Terror ensued in North Carolina recently when a violent task force busted into a family home illegally on a search for marijuana. The officers say there was a weed smell they could detect from outside. Vera McGriff reported that an officer came to her door, demanding to search her house. She would not allow the officer inside because he wouldn’t present a search warrant. The officer at this point put his foot in the door and in her words “4 of them bum rushed me.”
Terrorizing Children Over the Smell of Weed
When officers realized that the family started filming the invasion, chaos broke out in the home. McGriff wrote on Facebook, “After being falsely accused of using and harboring marijuana, we were subject to the physical assault and terrorizing actions from a gang of police officers that included assaults with batons, an officer’s gun, and over 4 hours of handcuffed detainment. The terror, by these officers, did not stop when my 11-year-old son, recently home from the hospital, began to vomit and seize. Nor did they stop when my 10-year-old daughter screamed and called out to her mommy in fear.”
Officer Statements Conflicted by Video
The officers entered the home at 10:30PM and detained the family until they received their search warrant at 12:50AM. Durham police say that 2 of their officers were hit in the incident with 1 reporting that he was hit on the shoulder. There is no evidence of the assault in any of the viral video footage of the illegal raid. Police charged Raynell Hall and Jahmon Cedeno with assault on a government officer, a tactic that is sometimes used by police to prevent civil liability charges. Khadir Cherry was charged with marijuana possession with intent to sell and resisting arrest. Vera McGriff was charged with maintaining a dwelling and resisting an officer.
Agents of H.E.A.T.
Nia Wilson, executive director of community non-profit, Spirit House, believes that these searches, which happen often, are being conducted in order to bully and scare black and brown community members. With video footage of the event going viral, the problem can now be discussed.
This violent, illegal search was conducted by a Durham task force known as HEAT (High Enforcement Abatement Team), who are employed to target criminal “hot spots”. The task force is funded by tax payers which begs the question: Should tax payers be paying to have their homes invaded and their families terrorized? To pay for a task force who are willing to forcibly enter homes and violently attack residents over an alleged weed smell is a disturbing notion.

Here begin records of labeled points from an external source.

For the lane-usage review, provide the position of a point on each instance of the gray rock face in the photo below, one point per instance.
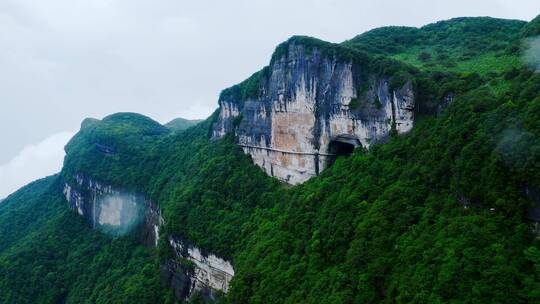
(307, 102)
(119, 212)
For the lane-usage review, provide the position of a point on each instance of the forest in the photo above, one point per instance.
(440, 215)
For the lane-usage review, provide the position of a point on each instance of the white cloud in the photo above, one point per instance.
(33, 162)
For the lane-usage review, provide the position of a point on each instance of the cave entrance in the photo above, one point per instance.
(341, 145)
(340, 148)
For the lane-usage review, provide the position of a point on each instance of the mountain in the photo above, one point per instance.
(180, 124)
(402, 165)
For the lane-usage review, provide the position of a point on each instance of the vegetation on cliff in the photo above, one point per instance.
(436, 216)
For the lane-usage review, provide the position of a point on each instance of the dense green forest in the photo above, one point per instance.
(435, 216)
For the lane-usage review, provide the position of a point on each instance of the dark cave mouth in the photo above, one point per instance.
(340, 148)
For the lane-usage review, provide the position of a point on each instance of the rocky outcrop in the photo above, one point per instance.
(121, 212)
(308, 108)
(114, 211)
(208, 273)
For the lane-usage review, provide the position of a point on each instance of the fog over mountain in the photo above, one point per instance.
(63, 61)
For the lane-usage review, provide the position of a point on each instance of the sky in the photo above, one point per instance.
(64, 60)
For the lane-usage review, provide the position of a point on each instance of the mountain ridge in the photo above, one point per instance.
(437, 215)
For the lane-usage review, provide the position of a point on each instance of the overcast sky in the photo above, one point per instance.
(64, 60)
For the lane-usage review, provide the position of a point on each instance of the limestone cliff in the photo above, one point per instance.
(121, 212)
(310, 105)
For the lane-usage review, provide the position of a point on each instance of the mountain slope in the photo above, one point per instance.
(180, 124)
(49, 255)
(440, 215)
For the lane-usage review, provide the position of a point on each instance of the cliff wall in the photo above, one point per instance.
(309, 107)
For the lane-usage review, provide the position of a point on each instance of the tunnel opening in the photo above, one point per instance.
(340, 148)
(341, 145)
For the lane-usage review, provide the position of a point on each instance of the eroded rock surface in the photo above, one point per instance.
(305, 101)
(120, 212)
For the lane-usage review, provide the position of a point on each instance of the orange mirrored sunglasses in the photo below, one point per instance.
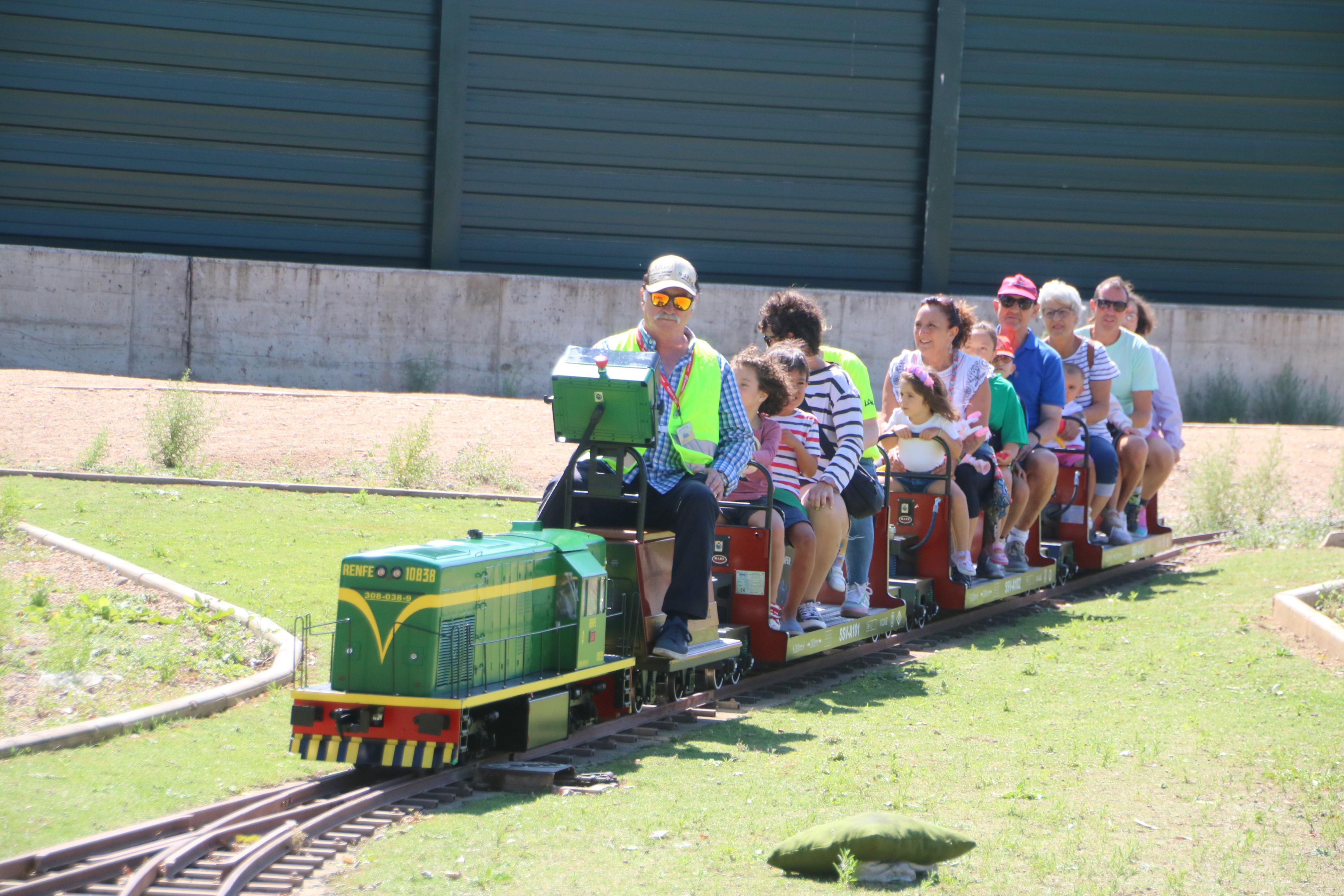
(680, 303)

Since marijuana has been legally medicinal in half the country, legalized for personal use in many states with several more voting on it this November, and decriminalized for recreational use in several cities across the country, this kind of violence towards a family seems very disproportionate. At this point in time the officers within the HEAT task force seem incapable of level headed thinking. Durham police Chief Larry Smith recently commissioned a study into the task force which revealed that HEAT officers stop black drivers on the road far out of proportion to the number of white drivers stopped. Residents of Durham are not surprised by the results, stating that this is common knowledge.
Allegations of Racism
The issue may go deeper than the task force alone. The racism apparent in Durham seems to exist at epidemic proportions. At the end of 2015, a Self-Help Credit Union reported that 80 percent of misdemeanor marijuana infractions are charged to African Americans with just a slim number of those going to white individuals. According to the report, 15 percent of Durham’s population are African Americans who are aged 25 and under, yet this demographic makes up 46 percent of all misdemeanor marijuana charges. This is an impossible statistic to look at without questioning: what exactly is going on in Durham?
Durham Councilman Charlie Reece, said he intends to look into HEAT. He has stated that he believes this situation has forced Durham to discuss whether the task force is in the best interest of the city. Residents who should feel protected by the police force they pay for will be able to discuss whether a potential weed smell is enough to invite violence from officers in their homes and whether HEAT is really a task force worth keeping in operation.